Tens of thousands of women volunteered to “do their bit”. Organizations such as the Women’s Land Army (WLA), Women’s Voluntary Service (WVS), Air Raid Precaution Service (ARP), Auxiliary Fire Service (AFS) and the Auxiliary Territorial Service (ATS) flourished. Many women worked in factories building aircraft and equipment. Female pilots of the Air Transport Auxiliary (ATA) delivered aircraft to stations around the country.
The Women’s Auxiliary Air Force (WAAF) worked alongside the Royal Air Force (RAF). Most of the WAAFs at this time worked in the various commands as drivers, clerks, telephonists, cooks and orderlies. Personnel served at airfields, balloon barrage sites, and radar stations.
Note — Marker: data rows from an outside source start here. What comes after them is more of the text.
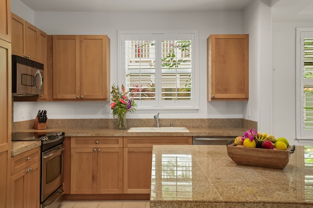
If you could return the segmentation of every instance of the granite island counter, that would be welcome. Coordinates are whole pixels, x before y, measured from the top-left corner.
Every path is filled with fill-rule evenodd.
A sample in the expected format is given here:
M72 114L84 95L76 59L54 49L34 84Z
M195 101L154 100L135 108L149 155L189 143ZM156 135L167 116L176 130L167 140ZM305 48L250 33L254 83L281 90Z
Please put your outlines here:
M237 165L226 145L154 146L150 207L313 207L304 155L296 146L278 170Z

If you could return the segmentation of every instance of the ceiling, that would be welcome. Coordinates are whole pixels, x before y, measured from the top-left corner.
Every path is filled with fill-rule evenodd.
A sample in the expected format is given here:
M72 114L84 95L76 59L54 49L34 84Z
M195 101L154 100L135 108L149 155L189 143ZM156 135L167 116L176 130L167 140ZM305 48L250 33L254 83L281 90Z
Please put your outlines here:
M35 11L185 12L241 11L254 0L21 0ZM312 0L262 0L273 21L313 20Z
M34 11L62 12L242 10L251 0L21 0Z

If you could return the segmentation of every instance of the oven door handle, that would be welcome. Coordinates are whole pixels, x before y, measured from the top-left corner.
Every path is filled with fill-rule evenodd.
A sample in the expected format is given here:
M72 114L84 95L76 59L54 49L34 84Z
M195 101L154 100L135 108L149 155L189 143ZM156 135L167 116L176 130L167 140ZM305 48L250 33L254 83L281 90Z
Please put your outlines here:
M44 155L44 159L45 159L45 158L47 158L48 157L50 157L51 156L52 156L53 155L54 155L54 154L59 152L59 151L61 151L64 150L65 150L65 148L64 148L64 147L60 147L59 148L56 149L54 151L53 151L53 152L48 154L47 155Z

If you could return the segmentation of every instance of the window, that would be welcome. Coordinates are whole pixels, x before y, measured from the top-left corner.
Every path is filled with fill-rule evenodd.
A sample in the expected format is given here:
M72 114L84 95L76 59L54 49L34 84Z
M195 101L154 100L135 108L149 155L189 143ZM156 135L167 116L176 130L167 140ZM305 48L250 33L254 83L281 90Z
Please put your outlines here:
M313 136L313 28L297 28L296 58L296 134L298 139Z
M119 33L121 82L138 109L197 108L195 32Z

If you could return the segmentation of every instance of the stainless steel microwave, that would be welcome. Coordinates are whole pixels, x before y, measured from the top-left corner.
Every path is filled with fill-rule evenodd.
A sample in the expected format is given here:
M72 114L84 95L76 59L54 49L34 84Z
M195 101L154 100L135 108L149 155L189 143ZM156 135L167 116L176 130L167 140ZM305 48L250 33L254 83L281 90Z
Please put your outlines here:
M32 96L44 93L44 64L12 55L12 96Z

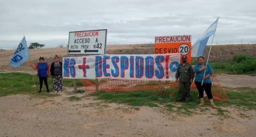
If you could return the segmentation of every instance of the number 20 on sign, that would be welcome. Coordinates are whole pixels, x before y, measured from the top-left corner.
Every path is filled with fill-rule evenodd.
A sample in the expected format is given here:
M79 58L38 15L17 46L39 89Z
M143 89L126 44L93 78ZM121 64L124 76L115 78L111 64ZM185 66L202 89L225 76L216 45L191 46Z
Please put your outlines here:
M181 59L186 55L191 63L191 35L156 36L155 54L180 53Z

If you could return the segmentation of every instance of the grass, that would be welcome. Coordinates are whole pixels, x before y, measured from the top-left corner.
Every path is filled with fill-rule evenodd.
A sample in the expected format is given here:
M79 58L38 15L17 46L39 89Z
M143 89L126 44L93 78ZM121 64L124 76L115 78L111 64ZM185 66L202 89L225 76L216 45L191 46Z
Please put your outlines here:
M34 88L33 78L36 86L36 91ZM52 91L52 79L49 78L47 82L49 90ZM63 86L73 86L73 79L64 79ZM77 80L77 85L78 86L82 85L80 80ZM35 75L20 72L0 73L0 96L16 94L37 94L38 87L38 78ZM46 91L44 83L42 93L38 95L44 97L54 96L51 94L44 94Z
M243 87L241 88L228 89L227 94L229 99L227 101L214 101L219 107L234 106L243 110L256 110L256 89ZM150 107L163 107L171 112L190 116L196 111L196 109L206 110L205 107L198 105L199 102L197 97L197 91L192 90L190 92L191 101L189 103L177 103L174 102L178 95L178 90L172 90L173 96L162 95L156 91L137 91L133 92L111 93L100 92L92 93L99 100L107 102L125 103L132 106L148 106ZM210 108L210 103L205 101L205 107ZM203 111L203 110L202 110ZM219 108L217 115L227 118L228 112Z
M76 80L76 86L77 87L83 86L83 84L79 79ZM73 87L73 79L63 79L62 80L63 85L67 87Z

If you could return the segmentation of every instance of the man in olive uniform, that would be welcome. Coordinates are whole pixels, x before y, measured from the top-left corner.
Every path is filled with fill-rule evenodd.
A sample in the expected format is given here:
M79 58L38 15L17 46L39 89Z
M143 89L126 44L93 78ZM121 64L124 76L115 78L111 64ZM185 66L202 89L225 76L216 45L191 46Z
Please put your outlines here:
M176 72L176 82L179 79L179 96L176 100L178 102L190 100L190 85L193 82L194 72L192 66L187 62L187 57L182 58L182 63L179 65Z

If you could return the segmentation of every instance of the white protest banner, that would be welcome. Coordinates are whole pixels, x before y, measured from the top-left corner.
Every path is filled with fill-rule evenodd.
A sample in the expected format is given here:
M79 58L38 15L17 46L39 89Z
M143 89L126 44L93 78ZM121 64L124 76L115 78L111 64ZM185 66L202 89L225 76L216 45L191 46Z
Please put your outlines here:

At radar stations, plotters and operators provided the position of enemy aircraft and relayed this information to personnel in filter and operation rooms to be reconciled and displayed. They later took over most of the cookhouses, parachute packing, transport driving, and even some aircraft maintenance. By the spring of 1941, there were over 100,000 serving.
OTHER SUPPORTIVE ROLES:
POST OFFICE ENGINEERS:
Among the unsung heroes of the Battle of Britain, Post Office Engineers worked day and night, often while bombing was still continuing around them. Their job was to repair shattered telephone and telex links that were key arteries of the air defence system. Near Manston on August 24, they worked for hours alongside an unexploded bomb, to reconnect the fighters and Operations Room to Group Headquarters. On Fighter Command’s airfields, electricity workers were called on to take the same risks, to restore wrecked power lines.
AUXILIARY POLICE CORPS:
Outside London the civil defence organization of local areas usually focused on the police force, and county Chief Constables were often Chief ARP Wardens. The police were trained in anti-gas and ARP measures, and the Women’s Auxiliary Police Corps provided drivers and telephonists. The local bobby was called upon to guard baled-out Luftwaffe men, direct rescues from bombed buildings, or find transport for shot-down British pilots trying to get back to their stations.
AIR RAID WARDENS:
The Air Raid Warden service was created in 1937; its purpose was to provide leaders and advisers. They were to supervise air raid shelters, issue gas masks and check black out. Toward the end of the Battle, there were ten wardens to every square mile of London, mostly middle-aged or elderly men. Twelve Regional Commissioners, answerable to the Ministry of Home Security, oversaw the wardens. The service did a lot of valuable warning and rescue work.
In September 1940, the authorities found that the civil defences were swamped by the onslaught of Luftwaffe incendiary bombs. The first Fire Watchers’ order demanded that all major factories and businesses have workers to patrol their premises outside working hours. Then new regulations were introduced that called on every man working less than sixty hours a week and every woman working less than forty-five hours, to spend forty-eight hours per month fire-watching. Their equipment? A bucket of sand or a stirrup pump.
Before the Blitz began, there was constant friction between Britain’s 6000 professional firemen and the 60,000 volunteers who had signed up for the Auxiliary Fire Service in the last years before war. But by the time the serious bombing began, the critical importance of the fire service was recognized. With poor equipment and little training, the Auxiliaries worked long hours under very difficult conditions through the fall and winter of 1940.